RFC: Firewall use case

An "RFC" with a collection of use cases, feature ideas, and opportunities related to using Suricata in a firewall role.
3 months ago · c940baa6cd
parent bd7d38e91e
commit c940baa6cd
1 changed files with 108 additions and 0 deletions
--- a/rfc-suricata-firewall.md
+++ b/rfc-suricata-firewall.md
@ -0,0 +1,108 @@
+# Firewall use case RFC
+
+Our organization is a large user of Suricata in a firewall role, which has given us a detailed view into some of the specific difficulties that arise when using an IPS for this purpose.  With the "improve firewall usecase" theme in [Suricata 8's roadmap](https://tender-impala-f95.notion.site/Suricata-8-0-0-Roadmap-39ead367c91748c5afcc8acb2753c9fc) we see an opportunity to contribute some of these experiences back, which we hope will be useful and allow Suricata to excel in this role too.
+
+## Primary themes: IDS vs firewall rulesets and expectations
+
+Firewall operators generally have rulesets and expectations that are similar to each other, but may differ from the typical IDS user's rulesets and expectations.  Since many of the more-specific improvement areas in the following sections ultimately stem from this difference, in this section I will try to outline what I see as some of the main features of how these use cases differ:
+- **Default deny** refers to a rule structure where specific, enumerated types of traffic are allowed, and all other traffic is blocked by default.  It is the accepted best-practice structure for firewall rulesets and as a result is very common among firewall users.  Today it is possible to construct Suricata rulesets using this pattern using `pass`, `drop`, and `reject` actions, but certain common rule combinations remain as a source of difficulty, often when the user's intent is to allow traffic using application-layer rules and block all else using a lower-layer `drop` or `reject`.

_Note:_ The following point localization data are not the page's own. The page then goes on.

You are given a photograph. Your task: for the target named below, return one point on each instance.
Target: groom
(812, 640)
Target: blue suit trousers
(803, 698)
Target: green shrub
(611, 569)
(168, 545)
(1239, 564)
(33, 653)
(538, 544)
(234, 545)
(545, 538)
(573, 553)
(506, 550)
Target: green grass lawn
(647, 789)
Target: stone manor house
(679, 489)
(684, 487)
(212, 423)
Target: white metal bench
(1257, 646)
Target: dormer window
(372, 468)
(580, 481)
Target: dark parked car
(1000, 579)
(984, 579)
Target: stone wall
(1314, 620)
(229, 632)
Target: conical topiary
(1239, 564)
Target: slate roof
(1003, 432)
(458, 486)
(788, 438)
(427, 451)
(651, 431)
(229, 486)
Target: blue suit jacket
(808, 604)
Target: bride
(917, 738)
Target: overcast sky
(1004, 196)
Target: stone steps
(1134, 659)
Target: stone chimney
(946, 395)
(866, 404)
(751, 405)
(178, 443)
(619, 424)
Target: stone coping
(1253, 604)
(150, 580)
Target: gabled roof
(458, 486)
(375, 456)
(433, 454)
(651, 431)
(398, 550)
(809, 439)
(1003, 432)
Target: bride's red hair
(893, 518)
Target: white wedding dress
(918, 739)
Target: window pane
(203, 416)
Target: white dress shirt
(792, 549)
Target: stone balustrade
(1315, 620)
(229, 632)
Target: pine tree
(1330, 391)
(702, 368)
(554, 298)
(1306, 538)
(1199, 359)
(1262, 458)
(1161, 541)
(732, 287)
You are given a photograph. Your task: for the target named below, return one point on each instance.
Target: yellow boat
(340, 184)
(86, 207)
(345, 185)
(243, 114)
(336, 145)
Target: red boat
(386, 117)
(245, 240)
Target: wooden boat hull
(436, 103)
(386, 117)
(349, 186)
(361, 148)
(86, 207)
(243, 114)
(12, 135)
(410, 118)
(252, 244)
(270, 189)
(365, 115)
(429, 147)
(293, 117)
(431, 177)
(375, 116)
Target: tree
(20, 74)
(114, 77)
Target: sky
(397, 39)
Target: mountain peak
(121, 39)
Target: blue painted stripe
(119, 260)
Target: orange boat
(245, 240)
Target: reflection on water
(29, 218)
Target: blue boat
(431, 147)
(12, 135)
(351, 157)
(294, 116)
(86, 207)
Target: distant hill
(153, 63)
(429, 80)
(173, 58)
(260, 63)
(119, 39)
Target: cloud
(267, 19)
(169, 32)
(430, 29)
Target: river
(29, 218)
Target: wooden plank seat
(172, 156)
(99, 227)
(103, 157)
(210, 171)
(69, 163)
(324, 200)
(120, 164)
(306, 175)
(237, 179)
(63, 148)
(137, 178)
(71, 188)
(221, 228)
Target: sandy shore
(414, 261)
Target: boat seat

+- **Explicit rule intent** refers to the ability of a rule author to express their intent directly, and is especially valued by firewall users to ensure security needs are met and due to the implications of default deny: when rules are evaluated in a different way or order than intended, it can result in all or parts of connections unintentionally matching against catch-all default deny rules, which impacts connectivity.  This results in a usability challenge firewall rule authors experience - there are several specific contributing factors, but a common theme among them is its freedom to "interpret" rules in certain ways.  The way that Suricata interprets a ruleset is influenced by factors that users may not foresee, which leads to a surprise when a small rule tweak has a much larger blast radius than expected.
+- **Rule update safety** is a theme that we encounter often: since firewalls are critical-path inline devices controlling network access, users need processes for managing the ruleset changes in a way that limits risk to uptime.  For firewall operators, ways to test or "preview" the effects of rule updates before they are applied to live traffic is especially valuable in order to avoid either network downtime or unintended exposure caused by rule changes that don't behave as expected.  The problem of some rule updates having a larger-than-expected blast radius mentioned above is exacerbated when there isn't a safe way to preview rules first.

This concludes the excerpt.